Whats in a Summary? Laying the Groundwork for Advances in Hospital-Course Summarization

Venue: NAACL, 2021

Excerpt:

Exploratory analyses reveal that the the Brief Hospital Course section of the discharge summary is highly abstractive with some long extracted fragments; is concise yet comprehensive; differs in style and content organization from the source notes; exhibits minimal lexical cohesion; and represents silver-standard references for summarization.

Clinical Acronym Expansion via Latent Meaning Cells

Venue: Machine Learning for Health (ML4H) - NeurIPS Workshop, 2020

Excerpt:

We introduce Latent Meaning Cells, a deep latent variable model which learns contextualized representations of words by combining local lexical context and metadata.

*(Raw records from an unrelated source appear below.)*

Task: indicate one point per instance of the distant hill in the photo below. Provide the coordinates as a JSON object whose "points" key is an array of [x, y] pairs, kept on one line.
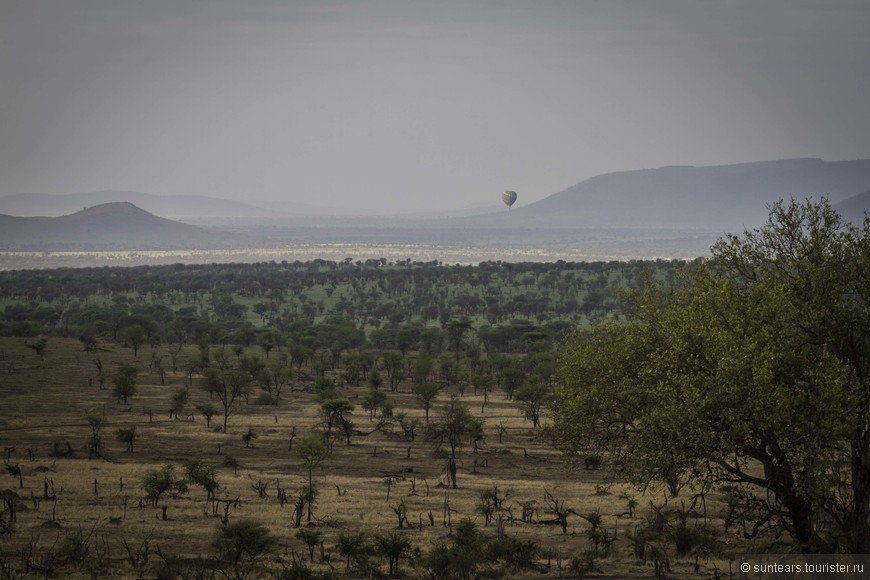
{"points": [[110, 226], [855, 208], [724, 197], [169, 206]]}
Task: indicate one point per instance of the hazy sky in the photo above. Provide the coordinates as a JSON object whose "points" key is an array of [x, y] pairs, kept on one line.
{"points": [[409, 105]]}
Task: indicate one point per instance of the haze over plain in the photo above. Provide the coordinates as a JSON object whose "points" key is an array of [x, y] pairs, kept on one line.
{"points": [[396, 107]]}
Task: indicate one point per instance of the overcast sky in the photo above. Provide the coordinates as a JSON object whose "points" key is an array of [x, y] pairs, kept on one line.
{"points": [[411, 105]]}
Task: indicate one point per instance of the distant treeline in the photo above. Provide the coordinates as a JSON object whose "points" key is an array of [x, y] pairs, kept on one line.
{"points": [[516, 307]]}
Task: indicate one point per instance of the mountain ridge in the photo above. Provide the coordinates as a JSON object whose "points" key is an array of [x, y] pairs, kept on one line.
{"points": [[110, 226], [713, 197], [167, 206]]}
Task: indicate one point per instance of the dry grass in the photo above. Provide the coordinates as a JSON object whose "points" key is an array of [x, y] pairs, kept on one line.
{"points": [[45, 403]]}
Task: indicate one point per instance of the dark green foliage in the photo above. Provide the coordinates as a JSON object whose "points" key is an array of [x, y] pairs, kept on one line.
{"points": [[125, 382], [202, 474], [242, 543]]}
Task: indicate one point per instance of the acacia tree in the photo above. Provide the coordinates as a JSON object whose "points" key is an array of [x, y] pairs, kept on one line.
{"points": [[242, 544], [229, 383], [454, 426], [752, 372], [311, 450], [125, 382]]}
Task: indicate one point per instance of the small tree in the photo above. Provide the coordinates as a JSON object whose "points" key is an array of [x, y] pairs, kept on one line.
{"points": [[95, 443], [38, 347], [311, 450], [336, 414], [228, 383], [125, 382], [127, 437], [202, 474], [249, 436], [241, 544], [208, 411], [531, 398], [393, 546], [179, 400], [134, 335], [14, 469], [158, 481], [454, 427]]}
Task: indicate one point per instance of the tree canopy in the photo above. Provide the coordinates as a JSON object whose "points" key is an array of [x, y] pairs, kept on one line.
{"points": [[750, 372]]}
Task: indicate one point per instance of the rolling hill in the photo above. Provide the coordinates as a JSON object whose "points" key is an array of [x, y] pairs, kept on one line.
{"points": [[725, 197], [168, 206], [110, 226], [855, 208]]}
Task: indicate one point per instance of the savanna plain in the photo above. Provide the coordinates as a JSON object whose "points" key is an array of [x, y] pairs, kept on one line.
{"points": [[322, 419]]}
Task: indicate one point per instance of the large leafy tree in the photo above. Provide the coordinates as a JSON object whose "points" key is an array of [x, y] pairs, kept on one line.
{"points": [[750, 372]]}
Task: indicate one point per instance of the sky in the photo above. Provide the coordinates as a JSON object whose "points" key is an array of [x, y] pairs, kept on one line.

We evaluate the LMC model on the task of zero-shot clinical acronym expansion across three datasets. The LMC significantly outperforms a diverse set of baselines at a fraction of the pre-training cost and learns clinically coherent representations. We demonstrate that not only is metadata itself very helpful for the task, but that the LMC inference algorithm provides an additional large benefit.